Very good read July 9, 2010 Julian Paulson 1 out of 1 found this review helpful
I first became intersted in this book after listening to a recent interview on NPR. One of the things that stuck out before I purchased was the ratings on amazon. mostly 5's or 1's, and if your read the comments they are obviously politically influenced. It is no surprise that someone who is conservative might not like this book, and it even goes as far as people rating the book 1 without reading it. I personally loved this book, although at timse the writing style took a little of "trudging" to get through. Would recommend this book for sure.
Anti-intellectualism at its finest July 6, 2010 Karl W. Randolph 2 out of 49 found this review helpful
Like Elliot Katz, I haven't read the book either, but that interview ... well, if it is anything like the book, then is the book worth reading?
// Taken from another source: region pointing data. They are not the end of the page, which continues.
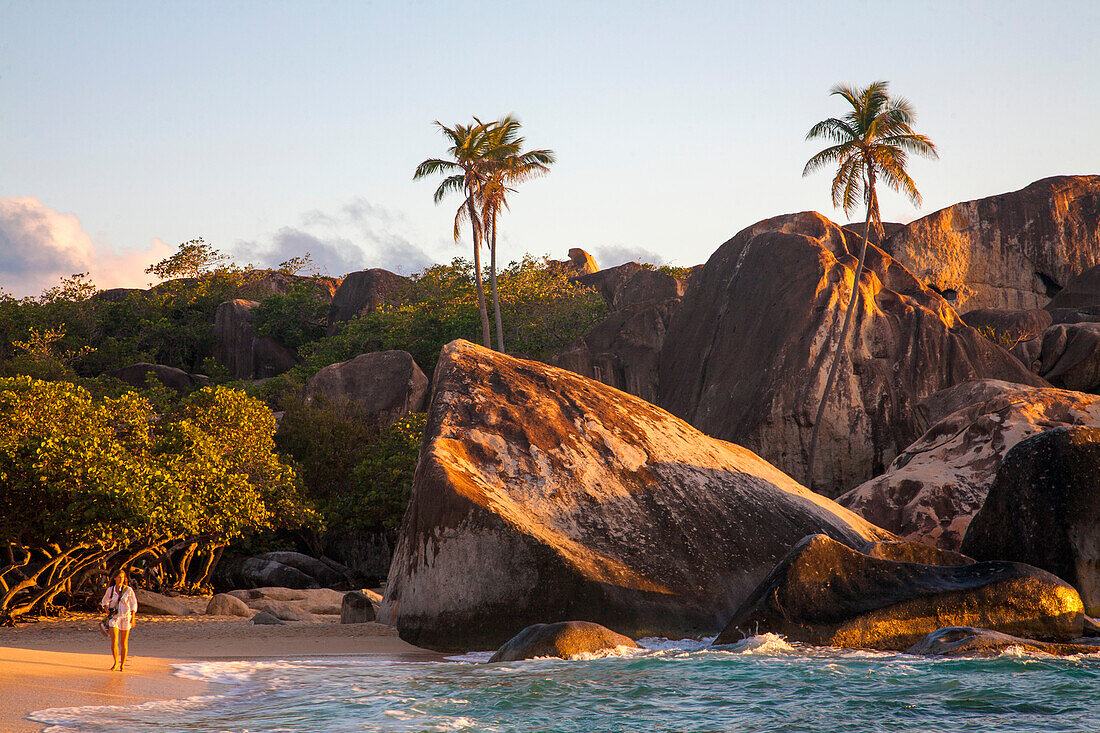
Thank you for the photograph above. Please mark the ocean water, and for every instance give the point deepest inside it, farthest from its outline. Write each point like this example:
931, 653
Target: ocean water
761, 685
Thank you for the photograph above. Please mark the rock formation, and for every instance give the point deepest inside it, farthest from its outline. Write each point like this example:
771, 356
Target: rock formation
624, 349
169, 376
362, 292
564, 639
968, 642
239, 349
933, 489
1010, 251
748, 352
1044, 510
386, 384
828, 594
1020, 331
541, 496
1069, 356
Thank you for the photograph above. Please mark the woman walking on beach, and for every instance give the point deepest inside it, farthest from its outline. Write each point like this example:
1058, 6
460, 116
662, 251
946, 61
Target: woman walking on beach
121, 604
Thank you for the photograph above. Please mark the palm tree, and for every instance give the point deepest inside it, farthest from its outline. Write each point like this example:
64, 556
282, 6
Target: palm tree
507, 164
871, 142
465, 174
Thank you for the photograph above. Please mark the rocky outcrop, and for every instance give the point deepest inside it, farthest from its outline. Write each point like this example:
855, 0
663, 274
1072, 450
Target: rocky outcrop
239, 349
1020, 331
1010, 251
578, 264
362, 292
386, 384
156, 604
1044, 510
360, 606
606, 282
968, 642
223, 604
624, 350
748, 352
235, 571
828, 594
169, 376
565, 639
933, 489
1069, 356
541, 496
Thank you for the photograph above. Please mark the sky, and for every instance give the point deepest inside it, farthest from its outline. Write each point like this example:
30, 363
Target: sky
272, 129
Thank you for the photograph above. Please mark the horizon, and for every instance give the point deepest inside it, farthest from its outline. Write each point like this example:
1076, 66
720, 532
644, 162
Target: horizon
278, 131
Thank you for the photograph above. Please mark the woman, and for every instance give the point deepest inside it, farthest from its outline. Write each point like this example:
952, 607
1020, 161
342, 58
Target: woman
121, 604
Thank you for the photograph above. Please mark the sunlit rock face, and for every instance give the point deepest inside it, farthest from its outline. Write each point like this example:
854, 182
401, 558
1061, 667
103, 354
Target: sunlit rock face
624, 349
1010, 251
239, 349
542, 496
828, 594
748, 352
934, 488
1044, 509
The internal contradictions of the author are so sweeping that it left me amazed at the audacity of inconsistency.
He decries the descent into intellectual denial by the movement to trust one's feelings rather than critical thought, yet it has been the left, in academia as well as popular media, who have pushed the "feel, don't think" mantra (Luke Skywalker in Starwars, anyone? Lion King? Elasti-girl in The Incredibles? Etc.?). "How do you feel about that?" is more important than "What do you think about that?" His description of his visit to the Creationist Museum is a display of his biases without critical thought to back them up.
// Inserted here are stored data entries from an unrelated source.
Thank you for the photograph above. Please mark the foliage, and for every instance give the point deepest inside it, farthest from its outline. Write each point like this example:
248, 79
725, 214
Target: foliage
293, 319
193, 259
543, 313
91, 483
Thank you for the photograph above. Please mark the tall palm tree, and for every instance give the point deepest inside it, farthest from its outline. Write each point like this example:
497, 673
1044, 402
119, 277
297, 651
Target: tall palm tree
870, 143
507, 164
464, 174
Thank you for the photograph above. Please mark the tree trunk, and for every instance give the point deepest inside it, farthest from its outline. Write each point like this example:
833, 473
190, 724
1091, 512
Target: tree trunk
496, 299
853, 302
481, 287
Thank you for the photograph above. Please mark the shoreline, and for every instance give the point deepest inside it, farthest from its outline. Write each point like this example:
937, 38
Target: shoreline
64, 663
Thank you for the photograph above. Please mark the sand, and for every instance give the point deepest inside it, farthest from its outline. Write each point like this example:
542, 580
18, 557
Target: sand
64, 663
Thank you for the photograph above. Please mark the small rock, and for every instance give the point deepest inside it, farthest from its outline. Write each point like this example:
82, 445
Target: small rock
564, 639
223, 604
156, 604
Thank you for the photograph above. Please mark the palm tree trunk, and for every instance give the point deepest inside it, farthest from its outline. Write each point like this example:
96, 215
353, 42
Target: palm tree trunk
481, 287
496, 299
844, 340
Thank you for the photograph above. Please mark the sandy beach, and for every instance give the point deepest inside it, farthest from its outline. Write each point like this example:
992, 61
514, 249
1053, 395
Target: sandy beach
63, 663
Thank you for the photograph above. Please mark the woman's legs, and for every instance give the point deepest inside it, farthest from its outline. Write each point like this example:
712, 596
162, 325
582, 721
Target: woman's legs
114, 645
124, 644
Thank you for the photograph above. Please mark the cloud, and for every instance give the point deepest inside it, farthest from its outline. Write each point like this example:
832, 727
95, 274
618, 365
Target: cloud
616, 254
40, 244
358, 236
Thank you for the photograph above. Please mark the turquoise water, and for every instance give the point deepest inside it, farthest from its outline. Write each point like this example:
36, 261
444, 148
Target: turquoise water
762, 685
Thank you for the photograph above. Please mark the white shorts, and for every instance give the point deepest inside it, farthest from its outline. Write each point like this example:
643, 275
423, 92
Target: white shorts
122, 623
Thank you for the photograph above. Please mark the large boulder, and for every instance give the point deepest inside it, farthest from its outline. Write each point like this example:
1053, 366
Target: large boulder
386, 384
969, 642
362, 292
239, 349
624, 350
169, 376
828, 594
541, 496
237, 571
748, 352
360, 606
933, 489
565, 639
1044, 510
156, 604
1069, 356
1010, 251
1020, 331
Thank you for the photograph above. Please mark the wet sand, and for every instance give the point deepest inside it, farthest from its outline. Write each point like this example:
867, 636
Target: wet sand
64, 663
His description of the killing of Terry Schiavo (she was killed just as assuredly as if she had been shot, or put in a gas chamber) shows intellectual laziness that he has not come to grips with the intellectual understanding that this was state sponsored murder, no different than what the Nazis did. It would have been more humane that if she were to be killed, to have done so by one of the above methods, or a lethal injection, than by the slow suffering of hunger and thirst that was used. But they couldn't do that, because the parallels would have been too obvious. That Mr. Pierce has not bothered to understand the logical premises on which people have come to the conclusion that this was state sponsored murder, shows that he is a perfect example of that which he decries.
The interview exudes the smug superiority complex that if one believes as the author, then he is an intellectual: if he disagrees, then he is an unthinking idiot. That is anti-intellectualism at its finest. That interview is a good argument not to read the book, an argument backed up in spades by many of the reviews. But unlike the reviews, those are the author's own words considering the subject of the book, which make them a better argument not to waste my time reading the book.